Carregar Tudo Sozinho Dói, Mas Eu Continuo Tentando – Por André Luiz Santiago Eleuterio 

Foto de André Luiz Santiago Eleutério, autor do Pensamento Diário com reflexões emocionais sobre a vida
André Luiz Santiago Eleutério

Eu guardo tanta coisa aqui dentro, sabe? Coisas que eu nunca consigo dizer pra ninguém. É como se cada palavra ficasse presa na garganta, sufocando devagar, mas eu finjo que tá tudo bem. Tento ser forte. Coloco um sorriso no rosto, mesmo quando o que eu mais quero é chorar.

Eu olho para as pessoas ao meu redor e penso: “Elas já têm seus próprios problemas. Por que vou incomodar com os meus?”. E aí, tudo que sinto vai se acumulando, um pouco mais a cada dia. E sabe o que dói mais? É essa sensação de que ninguém percebe. Parece que ninguém nota o esforço que eu faço pra continuar em pé, pra não desmoronar na frente de todo mundo.

Eu me escondo atrás de um “tô bem” automático, porque é mais fácil.

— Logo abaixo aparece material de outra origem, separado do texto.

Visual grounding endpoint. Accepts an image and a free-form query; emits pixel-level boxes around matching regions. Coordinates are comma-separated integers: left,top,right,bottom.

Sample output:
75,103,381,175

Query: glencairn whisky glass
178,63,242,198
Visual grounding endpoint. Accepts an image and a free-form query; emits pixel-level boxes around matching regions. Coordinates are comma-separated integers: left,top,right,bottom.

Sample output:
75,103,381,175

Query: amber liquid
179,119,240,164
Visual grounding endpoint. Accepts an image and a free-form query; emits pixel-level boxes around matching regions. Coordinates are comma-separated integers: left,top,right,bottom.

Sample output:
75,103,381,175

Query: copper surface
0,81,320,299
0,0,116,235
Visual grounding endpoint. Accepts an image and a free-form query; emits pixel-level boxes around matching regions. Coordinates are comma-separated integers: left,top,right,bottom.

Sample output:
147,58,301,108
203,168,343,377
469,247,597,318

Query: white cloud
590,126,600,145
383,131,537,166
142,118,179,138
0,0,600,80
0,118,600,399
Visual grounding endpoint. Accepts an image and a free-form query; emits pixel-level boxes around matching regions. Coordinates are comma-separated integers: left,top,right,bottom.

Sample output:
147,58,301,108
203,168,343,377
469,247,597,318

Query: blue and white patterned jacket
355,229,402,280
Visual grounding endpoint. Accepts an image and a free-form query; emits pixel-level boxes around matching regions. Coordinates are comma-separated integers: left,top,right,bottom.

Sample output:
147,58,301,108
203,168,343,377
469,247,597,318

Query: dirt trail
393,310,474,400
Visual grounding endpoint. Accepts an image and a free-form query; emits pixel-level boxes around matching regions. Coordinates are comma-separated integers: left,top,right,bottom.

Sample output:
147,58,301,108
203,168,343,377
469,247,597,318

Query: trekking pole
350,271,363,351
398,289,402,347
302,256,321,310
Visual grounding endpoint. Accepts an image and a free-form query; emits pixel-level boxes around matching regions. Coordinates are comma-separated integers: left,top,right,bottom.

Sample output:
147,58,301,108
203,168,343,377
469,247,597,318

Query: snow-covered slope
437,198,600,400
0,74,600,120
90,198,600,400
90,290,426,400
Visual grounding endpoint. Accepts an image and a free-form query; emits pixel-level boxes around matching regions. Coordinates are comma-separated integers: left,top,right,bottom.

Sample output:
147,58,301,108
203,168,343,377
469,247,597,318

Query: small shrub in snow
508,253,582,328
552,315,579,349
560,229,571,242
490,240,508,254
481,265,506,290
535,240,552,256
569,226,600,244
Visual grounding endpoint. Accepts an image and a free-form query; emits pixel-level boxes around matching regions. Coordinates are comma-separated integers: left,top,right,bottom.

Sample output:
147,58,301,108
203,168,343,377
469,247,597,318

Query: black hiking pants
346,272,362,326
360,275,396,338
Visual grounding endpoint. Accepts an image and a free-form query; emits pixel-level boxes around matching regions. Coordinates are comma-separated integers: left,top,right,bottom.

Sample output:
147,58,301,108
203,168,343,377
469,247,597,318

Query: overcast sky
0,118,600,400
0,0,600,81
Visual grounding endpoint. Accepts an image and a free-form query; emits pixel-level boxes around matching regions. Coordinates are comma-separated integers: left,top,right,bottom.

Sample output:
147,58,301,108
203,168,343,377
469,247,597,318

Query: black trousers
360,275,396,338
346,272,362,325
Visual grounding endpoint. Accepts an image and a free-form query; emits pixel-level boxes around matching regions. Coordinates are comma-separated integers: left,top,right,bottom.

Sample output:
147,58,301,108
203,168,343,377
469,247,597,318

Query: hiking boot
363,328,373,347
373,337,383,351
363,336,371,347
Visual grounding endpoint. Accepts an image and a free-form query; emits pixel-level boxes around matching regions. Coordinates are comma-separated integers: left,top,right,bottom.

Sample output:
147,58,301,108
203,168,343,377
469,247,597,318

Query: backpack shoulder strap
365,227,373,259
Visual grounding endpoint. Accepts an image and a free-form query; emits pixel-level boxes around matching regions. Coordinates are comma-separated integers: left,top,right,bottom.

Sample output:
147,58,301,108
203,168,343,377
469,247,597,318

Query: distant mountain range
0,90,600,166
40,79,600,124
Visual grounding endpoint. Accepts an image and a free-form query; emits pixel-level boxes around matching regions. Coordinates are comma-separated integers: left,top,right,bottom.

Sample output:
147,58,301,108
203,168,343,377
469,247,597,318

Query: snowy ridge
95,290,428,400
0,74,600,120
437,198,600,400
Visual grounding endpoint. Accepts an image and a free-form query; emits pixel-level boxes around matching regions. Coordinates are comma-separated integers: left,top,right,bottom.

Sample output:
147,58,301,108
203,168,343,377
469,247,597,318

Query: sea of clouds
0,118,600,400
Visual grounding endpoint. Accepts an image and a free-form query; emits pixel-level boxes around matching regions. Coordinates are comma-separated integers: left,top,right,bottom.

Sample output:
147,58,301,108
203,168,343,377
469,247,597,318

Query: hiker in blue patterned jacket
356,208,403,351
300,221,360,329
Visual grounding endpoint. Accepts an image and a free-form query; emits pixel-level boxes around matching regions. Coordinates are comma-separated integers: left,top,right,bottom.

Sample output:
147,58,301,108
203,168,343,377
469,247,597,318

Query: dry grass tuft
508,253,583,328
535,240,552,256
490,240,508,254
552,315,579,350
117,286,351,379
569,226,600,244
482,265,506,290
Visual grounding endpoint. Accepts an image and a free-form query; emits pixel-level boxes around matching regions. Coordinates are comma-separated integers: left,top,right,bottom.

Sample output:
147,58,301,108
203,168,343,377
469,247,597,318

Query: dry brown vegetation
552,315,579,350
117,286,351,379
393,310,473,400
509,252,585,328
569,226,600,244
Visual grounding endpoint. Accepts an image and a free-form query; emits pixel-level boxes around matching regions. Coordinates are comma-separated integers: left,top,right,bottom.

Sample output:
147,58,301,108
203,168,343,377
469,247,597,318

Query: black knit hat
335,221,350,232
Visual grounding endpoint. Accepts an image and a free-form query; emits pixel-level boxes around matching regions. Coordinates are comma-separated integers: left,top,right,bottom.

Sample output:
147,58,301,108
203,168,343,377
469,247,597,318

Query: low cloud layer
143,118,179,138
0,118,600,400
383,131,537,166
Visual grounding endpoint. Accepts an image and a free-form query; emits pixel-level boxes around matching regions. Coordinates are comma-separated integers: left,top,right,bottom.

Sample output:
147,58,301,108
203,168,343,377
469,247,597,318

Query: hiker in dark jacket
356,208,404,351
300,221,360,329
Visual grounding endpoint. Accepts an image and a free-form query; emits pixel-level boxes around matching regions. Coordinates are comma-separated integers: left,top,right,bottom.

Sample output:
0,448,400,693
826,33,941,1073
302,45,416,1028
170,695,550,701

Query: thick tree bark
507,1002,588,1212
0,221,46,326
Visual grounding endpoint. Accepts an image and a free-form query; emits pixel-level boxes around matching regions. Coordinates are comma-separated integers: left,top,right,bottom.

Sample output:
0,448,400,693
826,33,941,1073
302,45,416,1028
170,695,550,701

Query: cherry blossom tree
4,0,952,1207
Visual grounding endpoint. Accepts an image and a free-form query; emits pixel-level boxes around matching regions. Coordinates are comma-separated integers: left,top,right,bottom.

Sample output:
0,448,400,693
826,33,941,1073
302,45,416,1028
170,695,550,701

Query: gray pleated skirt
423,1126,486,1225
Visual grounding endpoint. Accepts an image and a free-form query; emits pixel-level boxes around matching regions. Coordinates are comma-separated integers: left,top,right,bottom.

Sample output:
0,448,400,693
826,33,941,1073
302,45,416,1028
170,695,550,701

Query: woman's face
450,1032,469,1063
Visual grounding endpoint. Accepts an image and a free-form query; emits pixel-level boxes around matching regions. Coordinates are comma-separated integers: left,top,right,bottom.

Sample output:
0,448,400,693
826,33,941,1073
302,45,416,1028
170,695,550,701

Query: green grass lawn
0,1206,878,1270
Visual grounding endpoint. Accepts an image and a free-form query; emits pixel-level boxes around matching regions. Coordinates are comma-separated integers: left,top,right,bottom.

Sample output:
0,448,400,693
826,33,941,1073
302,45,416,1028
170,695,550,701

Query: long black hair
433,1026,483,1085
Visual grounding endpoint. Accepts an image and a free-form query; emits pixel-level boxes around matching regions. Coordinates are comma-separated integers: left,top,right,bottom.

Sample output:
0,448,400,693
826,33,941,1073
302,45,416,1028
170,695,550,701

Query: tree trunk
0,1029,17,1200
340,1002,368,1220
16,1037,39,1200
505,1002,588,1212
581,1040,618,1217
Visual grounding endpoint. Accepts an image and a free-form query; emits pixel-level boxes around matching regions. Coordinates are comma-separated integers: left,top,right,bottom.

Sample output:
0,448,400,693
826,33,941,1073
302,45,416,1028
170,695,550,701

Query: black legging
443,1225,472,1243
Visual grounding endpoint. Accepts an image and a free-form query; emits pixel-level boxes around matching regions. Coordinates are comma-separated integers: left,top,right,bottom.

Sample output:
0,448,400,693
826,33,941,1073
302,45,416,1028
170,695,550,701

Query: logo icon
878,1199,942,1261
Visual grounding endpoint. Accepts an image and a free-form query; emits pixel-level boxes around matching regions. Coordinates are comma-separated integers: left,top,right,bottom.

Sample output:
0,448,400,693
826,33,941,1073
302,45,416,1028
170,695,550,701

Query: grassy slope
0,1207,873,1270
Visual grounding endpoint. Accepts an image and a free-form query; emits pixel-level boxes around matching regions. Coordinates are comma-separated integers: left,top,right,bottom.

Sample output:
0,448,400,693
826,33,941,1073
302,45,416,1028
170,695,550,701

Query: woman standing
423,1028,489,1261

Mas, lá no fundo, eu só queria que alguém perguntasse de verdade. Que alguém dissesse: “Eu sei que tá difícil. Pode desabafar comigo”. Porque, às vezes, tudo o que a gente precisa é de alguém que escute sem julgar. Alguém que diga: “Eu entendo, e você não tá sozinho”.

Guardar tudo é exaustivo. É como carregar uma mala pesada numa estrada longa. Mas eu sigo em frente, porque é isso que a gente faz, né? A gente continua, mesmo que doa. Só queria, por um instante, soltar essa mala e respirar. E talvez, quem sabe, ouvir que tá tudo bem ser vulnerável. Tá tudo bem não ser forte o tempo todo.